Das Problem: Allein der Einjährige Beifuß verursacht dreimal höhere Pollenkonzentrationen als heimische Arten, die im Sommer blühen. Auch die Agentur für Gesundheit und Ernährungssicherheit (AGES) hält in einer kürzlich veröffentlichten Publikation fest, dass sich Beifuß-Neophyten in beträchtlichem Ausmaß in Österreich ausbreiten. "Wenn eine Pflanze blüht, bildet sie auch Samen aus, was wiederum zu ihrer Verbreitung beiträgt", erklärt Experte Bastl. Angeregt durch die erhöhten Herbsttemperaturen wurden schon vergangenes Jahr hohe Pollenkonzentrationen im September gemessen. Heuer zieht sich die Beifuß-Saison bis in den Oktober: "Der Kamtschatka-Beifuß blüht jetzt in Wien. Er setzt zwar nicht massive Mengen an Pollen frei, aber Allergikerinnen und Allergiker können den Pollenflug durchaus bemerken."

Betroffen seien neben Wien auch andere östliche Bundesländer, vereinzelt kommt die Beifuß-Art auch in Salzburg oder Oberösterreich vor. Klassische Beschwerden sind eher plötzlich auftretender Fließschnupfen, Augenjucken oder Halskratzen. "Im Einzelfall kann es manchmal schwierig sein, herauszufinden, ob eine Allergie oder beginnende Erkältung dahintersteckt." Erfahrene Allergikerinnen und Allergiker wüssten in der Regel aber, welche Beschwerden auf was hindeuten. 

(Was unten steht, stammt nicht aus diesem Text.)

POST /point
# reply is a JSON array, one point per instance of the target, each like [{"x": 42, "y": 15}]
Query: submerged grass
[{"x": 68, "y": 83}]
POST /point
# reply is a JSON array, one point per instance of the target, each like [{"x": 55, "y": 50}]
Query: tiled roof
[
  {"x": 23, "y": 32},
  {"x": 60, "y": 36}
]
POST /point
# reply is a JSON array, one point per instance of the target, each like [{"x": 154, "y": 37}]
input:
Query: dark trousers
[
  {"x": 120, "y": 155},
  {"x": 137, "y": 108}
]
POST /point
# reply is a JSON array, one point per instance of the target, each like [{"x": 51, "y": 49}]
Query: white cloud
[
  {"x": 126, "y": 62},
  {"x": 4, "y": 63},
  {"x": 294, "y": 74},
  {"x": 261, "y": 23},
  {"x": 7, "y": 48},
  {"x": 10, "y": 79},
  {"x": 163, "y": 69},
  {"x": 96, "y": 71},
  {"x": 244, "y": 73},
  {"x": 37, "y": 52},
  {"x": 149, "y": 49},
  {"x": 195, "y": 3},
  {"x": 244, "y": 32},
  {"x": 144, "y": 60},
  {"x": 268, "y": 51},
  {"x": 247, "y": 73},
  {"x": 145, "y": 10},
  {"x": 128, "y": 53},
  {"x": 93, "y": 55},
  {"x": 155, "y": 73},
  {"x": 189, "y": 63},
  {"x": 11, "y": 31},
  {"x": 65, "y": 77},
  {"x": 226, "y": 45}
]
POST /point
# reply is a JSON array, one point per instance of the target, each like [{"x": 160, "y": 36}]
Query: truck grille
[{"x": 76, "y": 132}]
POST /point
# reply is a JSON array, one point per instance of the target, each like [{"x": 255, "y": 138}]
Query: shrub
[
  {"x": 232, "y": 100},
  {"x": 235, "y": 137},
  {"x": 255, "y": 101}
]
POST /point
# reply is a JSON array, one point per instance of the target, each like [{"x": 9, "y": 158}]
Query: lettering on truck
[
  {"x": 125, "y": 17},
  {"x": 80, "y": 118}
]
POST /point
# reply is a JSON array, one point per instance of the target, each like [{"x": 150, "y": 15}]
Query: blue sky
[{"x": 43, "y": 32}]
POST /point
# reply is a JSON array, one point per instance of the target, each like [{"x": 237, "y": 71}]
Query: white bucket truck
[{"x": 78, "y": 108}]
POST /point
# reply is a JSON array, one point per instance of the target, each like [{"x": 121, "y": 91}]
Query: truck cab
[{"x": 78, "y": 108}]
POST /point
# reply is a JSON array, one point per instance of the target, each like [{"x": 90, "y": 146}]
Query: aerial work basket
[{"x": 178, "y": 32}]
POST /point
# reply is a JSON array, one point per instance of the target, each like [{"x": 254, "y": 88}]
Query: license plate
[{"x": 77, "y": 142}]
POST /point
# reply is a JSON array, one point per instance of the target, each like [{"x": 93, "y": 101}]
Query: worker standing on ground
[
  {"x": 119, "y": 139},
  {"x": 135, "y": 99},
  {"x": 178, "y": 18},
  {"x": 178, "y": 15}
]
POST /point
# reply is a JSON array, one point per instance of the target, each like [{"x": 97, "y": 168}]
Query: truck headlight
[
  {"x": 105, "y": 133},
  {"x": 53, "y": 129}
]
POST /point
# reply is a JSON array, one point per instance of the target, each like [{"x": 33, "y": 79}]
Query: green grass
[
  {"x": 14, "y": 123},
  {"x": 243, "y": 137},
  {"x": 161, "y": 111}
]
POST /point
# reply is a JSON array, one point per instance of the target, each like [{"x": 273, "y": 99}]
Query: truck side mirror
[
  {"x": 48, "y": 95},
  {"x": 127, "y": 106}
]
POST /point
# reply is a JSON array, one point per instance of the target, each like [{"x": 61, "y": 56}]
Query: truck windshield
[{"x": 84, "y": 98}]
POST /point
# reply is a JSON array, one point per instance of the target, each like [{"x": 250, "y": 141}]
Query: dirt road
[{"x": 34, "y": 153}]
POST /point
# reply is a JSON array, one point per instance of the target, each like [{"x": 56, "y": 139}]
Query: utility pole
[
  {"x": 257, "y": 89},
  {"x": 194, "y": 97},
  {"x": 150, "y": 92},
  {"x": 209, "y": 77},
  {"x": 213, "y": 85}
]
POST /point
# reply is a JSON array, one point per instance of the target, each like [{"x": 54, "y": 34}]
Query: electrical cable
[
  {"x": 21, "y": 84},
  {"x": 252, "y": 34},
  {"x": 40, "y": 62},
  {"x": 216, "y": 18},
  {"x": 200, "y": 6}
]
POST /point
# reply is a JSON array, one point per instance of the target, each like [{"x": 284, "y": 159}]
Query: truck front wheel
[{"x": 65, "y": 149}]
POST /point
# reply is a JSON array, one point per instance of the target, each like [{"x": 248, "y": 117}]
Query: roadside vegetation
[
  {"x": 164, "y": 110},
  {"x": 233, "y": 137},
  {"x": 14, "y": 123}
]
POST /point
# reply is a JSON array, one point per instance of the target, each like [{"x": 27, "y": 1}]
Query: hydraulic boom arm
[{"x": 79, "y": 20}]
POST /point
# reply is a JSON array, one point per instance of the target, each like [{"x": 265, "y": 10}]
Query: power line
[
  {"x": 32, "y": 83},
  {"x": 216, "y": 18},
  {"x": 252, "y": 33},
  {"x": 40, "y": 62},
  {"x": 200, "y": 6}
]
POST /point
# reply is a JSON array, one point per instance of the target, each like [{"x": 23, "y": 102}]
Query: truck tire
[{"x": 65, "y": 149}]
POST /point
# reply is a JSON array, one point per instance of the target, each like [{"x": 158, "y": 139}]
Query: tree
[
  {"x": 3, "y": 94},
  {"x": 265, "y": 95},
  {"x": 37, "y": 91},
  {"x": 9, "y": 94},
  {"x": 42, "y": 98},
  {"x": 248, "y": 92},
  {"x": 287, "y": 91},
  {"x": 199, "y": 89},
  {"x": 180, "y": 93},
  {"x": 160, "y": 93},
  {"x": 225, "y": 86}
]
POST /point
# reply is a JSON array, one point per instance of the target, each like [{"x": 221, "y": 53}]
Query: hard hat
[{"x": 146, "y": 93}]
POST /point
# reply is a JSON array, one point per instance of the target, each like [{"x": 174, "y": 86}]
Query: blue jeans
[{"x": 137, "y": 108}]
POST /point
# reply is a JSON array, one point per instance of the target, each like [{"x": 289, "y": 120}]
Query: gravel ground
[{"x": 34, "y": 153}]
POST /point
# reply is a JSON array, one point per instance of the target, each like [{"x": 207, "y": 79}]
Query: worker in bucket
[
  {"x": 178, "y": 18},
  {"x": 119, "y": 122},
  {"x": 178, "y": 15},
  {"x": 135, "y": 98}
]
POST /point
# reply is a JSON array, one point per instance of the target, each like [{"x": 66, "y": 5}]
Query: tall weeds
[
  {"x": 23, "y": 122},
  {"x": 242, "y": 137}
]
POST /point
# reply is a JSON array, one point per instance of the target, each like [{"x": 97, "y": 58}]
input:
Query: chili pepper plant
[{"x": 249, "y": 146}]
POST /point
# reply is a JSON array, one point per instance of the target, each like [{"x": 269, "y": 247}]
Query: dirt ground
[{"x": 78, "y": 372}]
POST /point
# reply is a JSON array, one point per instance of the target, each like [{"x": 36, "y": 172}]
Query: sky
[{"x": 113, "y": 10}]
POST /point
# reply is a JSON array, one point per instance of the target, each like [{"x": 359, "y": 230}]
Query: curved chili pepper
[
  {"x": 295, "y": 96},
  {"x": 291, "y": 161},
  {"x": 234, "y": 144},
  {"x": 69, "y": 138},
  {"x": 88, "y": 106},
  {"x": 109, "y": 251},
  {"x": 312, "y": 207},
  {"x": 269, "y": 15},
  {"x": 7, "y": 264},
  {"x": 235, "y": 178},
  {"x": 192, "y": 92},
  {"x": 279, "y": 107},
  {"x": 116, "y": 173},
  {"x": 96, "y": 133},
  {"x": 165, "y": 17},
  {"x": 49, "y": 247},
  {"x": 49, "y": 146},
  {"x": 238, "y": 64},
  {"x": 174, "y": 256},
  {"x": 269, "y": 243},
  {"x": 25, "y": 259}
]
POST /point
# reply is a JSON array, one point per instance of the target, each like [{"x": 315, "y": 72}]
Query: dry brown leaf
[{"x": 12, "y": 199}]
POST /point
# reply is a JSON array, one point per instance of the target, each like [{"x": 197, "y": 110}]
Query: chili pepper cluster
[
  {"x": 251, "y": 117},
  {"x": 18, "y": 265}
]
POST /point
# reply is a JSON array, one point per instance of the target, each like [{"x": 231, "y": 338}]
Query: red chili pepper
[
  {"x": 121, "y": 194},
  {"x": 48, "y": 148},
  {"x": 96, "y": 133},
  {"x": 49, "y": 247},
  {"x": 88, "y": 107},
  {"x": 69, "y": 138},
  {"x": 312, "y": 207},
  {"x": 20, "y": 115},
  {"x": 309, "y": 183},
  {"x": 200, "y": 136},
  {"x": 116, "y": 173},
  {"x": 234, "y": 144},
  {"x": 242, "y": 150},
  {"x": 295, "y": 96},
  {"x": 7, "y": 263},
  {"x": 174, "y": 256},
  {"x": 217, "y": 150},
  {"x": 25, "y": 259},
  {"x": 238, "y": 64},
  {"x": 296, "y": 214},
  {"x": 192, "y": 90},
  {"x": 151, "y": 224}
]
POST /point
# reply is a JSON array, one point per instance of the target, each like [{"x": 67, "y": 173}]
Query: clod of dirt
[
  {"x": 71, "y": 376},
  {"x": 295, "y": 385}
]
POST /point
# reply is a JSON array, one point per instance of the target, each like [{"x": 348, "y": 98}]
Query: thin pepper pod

Laut Bastl könnten aktuell auch in der Luft befindliche Pilzsporen zu Atemwegsproblemen führen. "Ende Dezember beginnt dann schon die Purpurerle zu blühen – eine echte Verschnaufpause gibt es also nicht."

Kämmen bis Kortison-Nasenspray

Betroffenen rät Bastl, den Kontakt zu Allergenen zu meiden, falls diese bekannt sind. In der Natur empfehle sich das Tragen einer FFP2-Maske, Kopfbedeckung und Sonnenbrille. "Damit weniger Pollen an die Schleimhäute gelangen." Abends rät Bastl, die Haare nach langen Aufenthalten im Freien gut zu kämmen oder zu waschen, um die Pollenkonzentration zu vermindern und den Schlafbereich allergenfrei zu halten. 

Allergie-Medikation sollte man ganzjährig vorrätig zuhause haben, etwa Antihistaminika oder Kortison-Nasensprays. Wird die Allergie zur Belastung, kann eine Desensibilisierungstherapie helfen. Nachdem die allergieauslösende Substanz ausgetestet wurde, wird der Organismus in geringen Dosen damit in Kontakt gebracht – und gewöhnt sich so daran.